Chapter Fifteen

Wednesday morning dawned bright and clear. The wind had abated as suddenly as it had arisen, leaving a cool, combed and invigorated countryside behind it.

An equally cool, combed and invigorated Commissaire Jacquemin called for his coffee pot to be refilled and detained with a gesture the landlord of the Hôtel de la Poste who was personally waiting on his distinguished guest. ‘Ferro-tell the Lieutenant over there …’ He nodded at the young man breakfasting by himself at the far end of the room, ‘… to join me at my table, would you? And bring another cup.’

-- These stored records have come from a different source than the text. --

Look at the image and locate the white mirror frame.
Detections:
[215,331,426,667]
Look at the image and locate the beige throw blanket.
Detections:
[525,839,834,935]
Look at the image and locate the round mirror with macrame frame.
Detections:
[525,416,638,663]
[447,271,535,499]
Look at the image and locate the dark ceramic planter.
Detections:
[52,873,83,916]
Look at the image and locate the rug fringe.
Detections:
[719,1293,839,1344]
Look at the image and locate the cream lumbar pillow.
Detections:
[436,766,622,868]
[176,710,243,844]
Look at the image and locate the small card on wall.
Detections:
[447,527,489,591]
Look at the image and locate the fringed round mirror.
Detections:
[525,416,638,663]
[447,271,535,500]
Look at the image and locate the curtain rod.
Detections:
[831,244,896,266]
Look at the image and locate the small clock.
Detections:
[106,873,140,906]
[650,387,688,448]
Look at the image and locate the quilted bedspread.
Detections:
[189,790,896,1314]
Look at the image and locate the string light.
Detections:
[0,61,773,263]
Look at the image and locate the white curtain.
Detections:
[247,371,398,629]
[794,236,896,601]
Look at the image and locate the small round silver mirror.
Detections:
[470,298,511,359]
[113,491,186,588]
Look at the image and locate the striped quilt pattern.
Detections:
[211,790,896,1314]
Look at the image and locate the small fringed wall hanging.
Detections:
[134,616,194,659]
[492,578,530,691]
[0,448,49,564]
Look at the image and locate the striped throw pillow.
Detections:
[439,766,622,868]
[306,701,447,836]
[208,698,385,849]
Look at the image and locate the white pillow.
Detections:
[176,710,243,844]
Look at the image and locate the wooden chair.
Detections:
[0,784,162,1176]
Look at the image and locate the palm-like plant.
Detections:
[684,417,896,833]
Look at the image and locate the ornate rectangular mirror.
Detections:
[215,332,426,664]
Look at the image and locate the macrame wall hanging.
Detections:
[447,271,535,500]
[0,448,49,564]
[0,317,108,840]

The officer and the additional crockery arrived at Jacquemin’s table at the same time. ‘Ah! Coffee, Martineau? Sleep well? Good, good. Of course, being a native, you must be used to this confounded wind. Now tell me-the motor car-did you manage to get to the bottom of the problem with the … transmission, I think you said? We weren’t handed the cream of the collection for our little jaunt, I think? I want to arrive at the château snorting impressively not jangling like a bag of nails.’

‘Yes. All in order, sir,’ said the young man crisply. His broad brow, intense eyes and tight mouth gave the impression that here was a man incapable of saying or thinking anything but ‘yes’. ‘Snorting like a bull! There’s a mechanic right here in the village who seems to know his business. He sorted it out in no time. All’s ready for our assault on the Devil’s Château.’ He grinned dismissively.

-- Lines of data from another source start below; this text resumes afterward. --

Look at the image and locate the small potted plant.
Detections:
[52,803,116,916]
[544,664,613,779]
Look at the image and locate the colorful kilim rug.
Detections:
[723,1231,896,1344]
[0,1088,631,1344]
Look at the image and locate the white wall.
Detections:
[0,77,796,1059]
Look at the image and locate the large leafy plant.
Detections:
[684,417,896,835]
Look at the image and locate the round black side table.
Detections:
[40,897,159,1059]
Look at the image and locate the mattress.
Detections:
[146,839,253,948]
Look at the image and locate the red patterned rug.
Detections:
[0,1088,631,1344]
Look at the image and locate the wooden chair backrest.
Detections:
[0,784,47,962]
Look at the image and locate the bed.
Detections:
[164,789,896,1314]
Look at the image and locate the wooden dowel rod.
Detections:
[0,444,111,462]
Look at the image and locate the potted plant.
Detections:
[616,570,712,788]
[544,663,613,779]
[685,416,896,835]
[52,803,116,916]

‘Ah, yes! This name … I don’t like to walk unprepared into strange scenes even of the comic opera type I suspect we’re about to experience. A little local guidance is called for, I think.’ He summoned the landlord again and invited him to seat himself. ‘Monsieur Ferro, you know where we’re headed this morning. Tell me-how did the Château de Silmont of venerable name ever acquire the sobriquet of du Diable?’

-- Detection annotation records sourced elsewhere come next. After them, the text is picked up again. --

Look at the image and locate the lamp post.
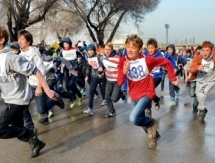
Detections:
[165,24,170,44]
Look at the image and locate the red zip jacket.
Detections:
[117,54,176,101]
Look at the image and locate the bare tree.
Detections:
[1,0,57,41]
[64,0,159,45]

Monsieur Ferro was delighted to be of assistance. ‘Because devilish things have happened there over the centuries. Oh, the usual murder and rapine, but this castle has always been associated with a particular kind of-I think you have to say, inhuman-evil. The kind that can only come from the Devil.’

‘Monsieur Ferro will be able to point out to you the hill-top lair of the Marquis de Sade of evil repute, not many miles from here, sir,’ the Lieutenant added helpfully. ‘There are many such châteaux dotted about in the villages and each has a reputation worse than the last.’

‘Ah, yes, but the Marquis de Sade was of flesh and blood. It’s at Silmont that the supernatural makes its appearance most strongly through history,’ insisted the landlord, realizing he was talking to a man of Provence. ‘It started with the Devil’s Bride. You must know that story?’

Jacquemin, mildly entertained, exchanged looks with Martineau and poured out more coffee. ‘Do tell. The story hasn’t reached Paris yet.’

It was only slightly encouraging but it was all the invitation Ferro needed.

‘This happened long ago, in the days of the Counts of Provence, when Paris was a backwater and France just a neighbouring kingdom,’ he said with pride. ‘The young heir to Silmont was to be wed. To the lovely daughter of a rich marquis from a nearby estate. The château was en fête for the wedding celebrations. It must have looked like the setting for a fairy tale-guests had come from miles around, days of feasting were planned, there were acrobats and musicians by the score. The young bride-who came with a large dowry-was very taken with her new husband. She must have considered her father’s outlay-some ten thousand crowns, it was said-well spent! The groom was somewhat older than she, in the custom of the times, but handsome and powerful and would inherit one day a splendid castle and lands. Ah! How were they to know …’ He left a dramatic pause, rolled his eyes and sighed. ‘… know that the lord had a rival-a rival more powerful than himself? The girl already had a secret admirer. The Devil! None other!’ Monsieur Ferro made the sign of the cross at the whispered name. ‘Though she was unaware of his plans for her. After the ceremony, the bride, still dressed in her white wedding dress, insisted on playing a game with her friends and all the other little guests who’d been invited to keep her company. It was a game she loved to play. And she was, after all, still a very young thing. A game of hide and seek.

‘She ran away and hid and everyone searched. And searched again. They called and called again. There was never an answer. Everyone feared for her. She did not know the château, her new home, at all. This was her first visit. The child did not reappear that day. And that night the château resounded with sighs and moans in every chimneypiece and no one slept.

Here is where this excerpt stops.